A Firenze si è sempre discusso di tutto, una tradizione con radici lontane, e Firenze non è mai stata clericale. A suo tempo il “non expedit” non ebbe alcun risultato ed i gruppi cristiani d’impegno sociale, promossi all’epoca da Roma, ebbero pochissimo successo.

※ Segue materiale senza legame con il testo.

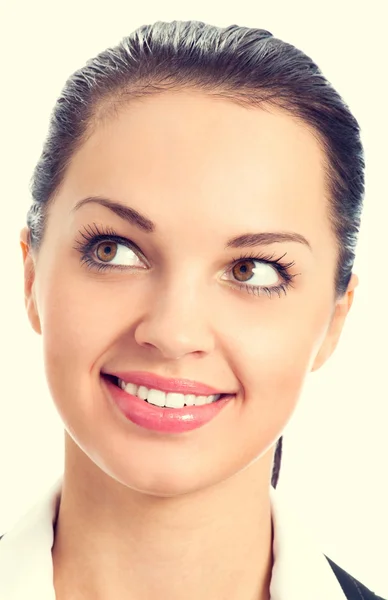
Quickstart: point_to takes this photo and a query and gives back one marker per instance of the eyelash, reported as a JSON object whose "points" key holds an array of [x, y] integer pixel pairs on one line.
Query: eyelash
{"points": [[93, 235]]}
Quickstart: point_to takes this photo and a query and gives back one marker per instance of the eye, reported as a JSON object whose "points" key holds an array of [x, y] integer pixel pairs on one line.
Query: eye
{"points": [[257, 273], [114, 253]]}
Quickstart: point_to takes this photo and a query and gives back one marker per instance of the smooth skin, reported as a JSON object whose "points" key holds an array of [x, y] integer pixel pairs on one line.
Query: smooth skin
{"points": [[145, 515]]}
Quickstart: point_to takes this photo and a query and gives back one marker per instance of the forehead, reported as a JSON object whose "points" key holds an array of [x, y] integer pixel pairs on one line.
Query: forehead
{"points": [[201, 154]]}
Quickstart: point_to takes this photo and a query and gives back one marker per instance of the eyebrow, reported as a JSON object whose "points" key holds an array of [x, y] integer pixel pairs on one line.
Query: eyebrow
{"points": [[246, 240]]}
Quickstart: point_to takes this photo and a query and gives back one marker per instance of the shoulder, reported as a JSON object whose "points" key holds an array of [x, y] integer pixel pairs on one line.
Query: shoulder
{"points": [[351, 587]]}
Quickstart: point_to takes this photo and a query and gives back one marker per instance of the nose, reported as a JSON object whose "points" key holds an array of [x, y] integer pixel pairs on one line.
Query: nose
{"points": [[176, 324]]}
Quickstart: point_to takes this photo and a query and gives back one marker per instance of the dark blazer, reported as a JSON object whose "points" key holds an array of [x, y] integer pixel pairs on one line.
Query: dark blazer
{"points": [[353, 589]]}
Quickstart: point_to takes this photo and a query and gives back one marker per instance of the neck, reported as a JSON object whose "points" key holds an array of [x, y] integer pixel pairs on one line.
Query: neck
{"points": [[216, 543]]}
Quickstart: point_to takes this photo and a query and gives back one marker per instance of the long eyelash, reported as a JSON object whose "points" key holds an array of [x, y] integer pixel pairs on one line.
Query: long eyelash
{"points": [[281, 267], [94, 234]]}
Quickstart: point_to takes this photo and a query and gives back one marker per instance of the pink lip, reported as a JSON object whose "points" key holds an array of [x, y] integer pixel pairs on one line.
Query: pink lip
{"points": [[157, 382], [164, 420]]}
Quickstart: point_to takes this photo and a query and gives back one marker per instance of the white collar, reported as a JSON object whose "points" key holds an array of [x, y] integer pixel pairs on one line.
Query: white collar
{"points": [[300, 570]]}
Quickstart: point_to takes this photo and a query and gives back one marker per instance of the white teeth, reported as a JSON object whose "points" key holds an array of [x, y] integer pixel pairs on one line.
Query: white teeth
{"points": [[156, 397], [174, 400], [142, 392], [131, 388], [171, 400]]}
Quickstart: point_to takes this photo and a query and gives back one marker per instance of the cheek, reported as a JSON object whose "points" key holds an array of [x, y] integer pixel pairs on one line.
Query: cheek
{"points": [[273, 357]]}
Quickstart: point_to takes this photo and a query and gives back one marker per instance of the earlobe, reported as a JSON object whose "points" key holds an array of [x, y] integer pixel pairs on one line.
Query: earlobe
{"points": [[334, 330], [29, 280]]}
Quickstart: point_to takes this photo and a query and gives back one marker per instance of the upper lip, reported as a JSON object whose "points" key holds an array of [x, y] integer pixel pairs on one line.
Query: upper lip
{"points": [[157, 382]]}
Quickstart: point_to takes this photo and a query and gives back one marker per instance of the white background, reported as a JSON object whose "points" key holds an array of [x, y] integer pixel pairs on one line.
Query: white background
{"points": [[334, 469]]}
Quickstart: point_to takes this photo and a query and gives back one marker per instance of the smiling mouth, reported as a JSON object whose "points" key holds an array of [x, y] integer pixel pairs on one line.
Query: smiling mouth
{"points": [[163, 399]]}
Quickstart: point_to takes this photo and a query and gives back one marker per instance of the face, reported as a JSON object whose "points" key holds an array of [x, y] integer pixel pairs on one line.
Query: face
{"points": [[178, 301]]}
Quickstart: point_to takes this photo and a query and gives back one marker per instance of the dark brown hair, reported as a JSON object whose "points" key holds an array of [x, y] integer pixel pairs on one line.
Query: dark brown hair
{"points": [[247, 66]]}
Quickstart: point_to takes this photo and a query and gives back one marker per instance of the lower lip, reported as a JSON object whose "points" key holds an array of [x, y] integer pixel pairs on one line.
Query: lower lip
{"points": [[165, 420]]}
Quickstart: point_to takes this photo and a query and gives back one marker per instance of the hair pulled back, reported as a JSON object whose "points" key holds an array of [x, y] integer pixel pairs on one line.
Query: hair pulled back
{"points": [[245, 65]]}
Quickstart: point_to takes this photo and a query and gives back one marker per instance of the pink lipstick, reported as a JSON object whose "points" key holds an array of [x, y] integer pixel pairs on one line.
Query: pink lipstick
{"points": [[163, 419]]}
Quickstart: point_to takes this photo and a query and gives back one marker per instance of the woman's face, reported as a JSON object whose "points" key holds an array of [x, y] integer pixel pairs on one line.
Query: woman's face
{"points": [[203, 171]]}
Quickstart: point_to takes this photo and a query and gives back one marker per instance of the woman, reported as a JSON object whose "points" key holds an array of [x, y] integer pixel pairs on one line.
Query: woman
{"points": [[188, 261]]}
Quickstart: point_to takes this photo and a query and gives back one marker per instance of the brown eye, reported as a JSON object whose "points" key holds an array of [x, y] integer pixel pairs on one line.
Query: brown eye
{"points": [[106, 251], [244, 270]]}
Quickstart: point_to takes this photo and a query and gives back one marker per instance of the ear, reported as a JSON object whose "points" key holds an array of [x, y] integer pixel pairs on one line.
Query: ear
{"points": [[337, 322], [29, 280]]}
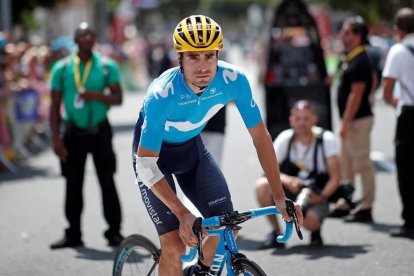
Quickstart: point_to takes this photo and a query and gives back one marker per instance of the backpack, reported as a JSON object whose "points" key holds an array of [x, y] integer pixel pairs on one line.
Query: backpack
{"points": [[104, 62]]}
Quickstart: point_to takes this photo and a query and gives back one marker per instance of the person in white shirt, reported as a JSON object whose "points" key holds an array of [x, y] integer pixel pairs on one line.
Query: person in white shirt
{"points": [[398, 69]]}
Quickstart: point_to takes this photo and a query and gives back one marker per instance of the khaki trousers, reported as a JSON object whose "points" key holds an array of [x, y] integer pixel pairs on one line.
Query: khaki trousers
{"points": [[355, 159]]}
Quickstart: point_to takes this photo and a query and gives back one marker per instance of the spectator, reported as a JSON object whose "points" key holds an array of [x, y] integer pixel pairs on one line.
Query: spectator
{"points": [[355, 86], [80, 81], [398, 68], [305, 152]]}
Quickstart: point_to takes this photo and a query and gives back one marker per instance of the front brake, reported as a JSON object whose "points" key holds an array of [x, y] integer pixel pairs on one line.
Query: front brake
{"points": [[290, 208], [197, 231]]}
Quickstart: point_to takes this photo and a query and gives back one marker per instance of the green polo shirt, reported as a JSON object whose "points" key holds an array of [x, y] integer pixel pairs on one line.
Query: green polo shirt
{"points": [[104, 72]]}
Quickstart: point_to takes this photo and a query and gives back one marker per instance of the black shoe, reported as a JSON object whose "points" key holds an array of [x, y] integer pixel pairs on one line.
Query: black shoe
{"points": [[192, 271], [316, 238], [114, 239], [66, 242], [362, 215], [402, 232], [271, 242]]}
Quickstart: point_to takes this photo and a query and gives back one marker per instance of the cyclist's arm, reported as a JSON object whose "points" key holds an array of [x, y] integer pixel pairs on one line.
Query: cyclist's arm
{"points": [[163, 190], [165, 193]]}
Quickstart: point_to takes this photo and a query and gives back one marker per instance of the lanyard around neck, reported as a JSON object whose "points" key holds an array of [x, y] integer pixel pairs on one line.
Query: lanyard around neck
{"points": [[80, 82], [354, 52]]}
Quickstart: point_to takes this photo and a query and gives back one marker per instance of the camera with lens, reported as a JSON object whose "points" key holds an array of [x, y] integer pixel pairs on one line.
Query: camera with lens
{"points": [[345, 191]]}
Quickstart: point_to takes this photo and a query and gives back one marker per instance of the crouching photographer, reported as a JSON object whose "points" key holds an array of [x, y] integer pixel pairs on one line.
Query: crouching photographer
{"points": [[309, 170]]}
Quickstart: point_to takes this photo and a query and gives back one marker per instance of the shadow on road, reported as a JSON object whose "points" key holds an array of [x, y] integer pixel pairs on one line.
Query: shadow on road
{"points": [[94, 254], [24, 171], [335, 251], [312, 252]]}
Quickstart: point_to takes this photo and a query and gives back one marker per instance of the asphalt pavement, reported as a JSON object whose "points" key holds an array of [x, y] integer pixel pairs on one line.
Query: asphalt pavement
{"points": [[32, 211]]}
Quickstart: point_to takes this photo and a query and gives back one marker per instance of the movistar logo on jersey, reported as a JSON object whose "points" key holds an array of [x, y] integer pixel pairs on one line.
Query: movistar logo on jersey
{"points": [[163, 92], [188, 126]]}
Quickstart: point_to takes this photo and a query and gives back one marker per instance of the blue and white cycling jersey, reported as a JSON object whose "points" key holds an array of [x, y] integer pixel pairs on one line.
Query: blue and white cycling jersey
{"points": [[173, 113]]}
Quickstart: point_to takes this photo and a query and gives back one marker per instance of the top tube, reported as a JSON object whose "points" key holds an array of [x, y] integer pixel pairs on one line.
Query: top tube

Sia prima che dopo la seconda guerra mondiale avevano animato la città uomini e idee che attraverso riviste-cenacolo, incontri e confronti, avevano creato un humus che arrivava fino alla periferia. Una sequenza significativa di fogli e pubblicazioni: Giovani della FUCI; Vita cristiana dei domenicani di S. Marco, dalla quale filtrarono le idee d’oltralpe di Maritain, Mounier, Lagrange, Chenu, Congar e della Théologie nouvelle; Città di vita dei Francescani; Politica, il periodico di Nicola Pistelli; L’Ultima di Oxilia e Gozzini; fino a Testimonianze, orientata da Padre Balducci e da laici come Danilo Zolo e Luciano Martini; per non parlare della Libreria Editrice Fiorentina dei fratelli Zani, con le sue pubblicazioni.
Era una costellazione che faceva riferimento ad alcune figure di prima grandezza: Padre Coiro dei Domenicani di S. Marco, Don Barsotti e la mistica ortodossa a Settignano, Padre Vannucci e Padre Turoldo alla Santissima Annunziata, Padre Lupi e i suoi giovani alle Caldine, il Cenacolo di Padre Ciolini a Santo Spirito, gli incontri a Villa Lorenzi promossi da don Zaccaro della Madonnina del Grappa.
Erano incontri religiosi, politici, interculturali che calavano nel concreto come nei dibattiti degli “Incontri internazionali della pace e civiltà cristiana” del 1952-55, e poi in quelli dei “Colloqui mediterranei”. Questa circolazione delle idee si traduceva anche nella politica della città con La Pira sindaco di Firenze, alimentando i sogni, le speranze di singoli e di gruppi di laici e di giovani preti come don Borghi e don Milani, o divenendo azione pastorale in diverse parrocchie della periferia come la Comunità della Resurrezione a Rovezzano, ispirata da don Luigi Rosadoni, o quella del nuovo quartiere di case popolari – la città satellite – dell’Isolotto, dove erano parroci don Mazzi e don Gomiti.
Il Cardinale Dalla Costa sapeva apprezzare, anche da vecchio, queste iniziative. Egli fu in questa “germinazione fiorentina”, come la chiamò La Pira, una figura chiave, non perché fosse particolarmente progressista, ma perché lasciava spazio, perché capiva che erano fermenti utili per il futuro.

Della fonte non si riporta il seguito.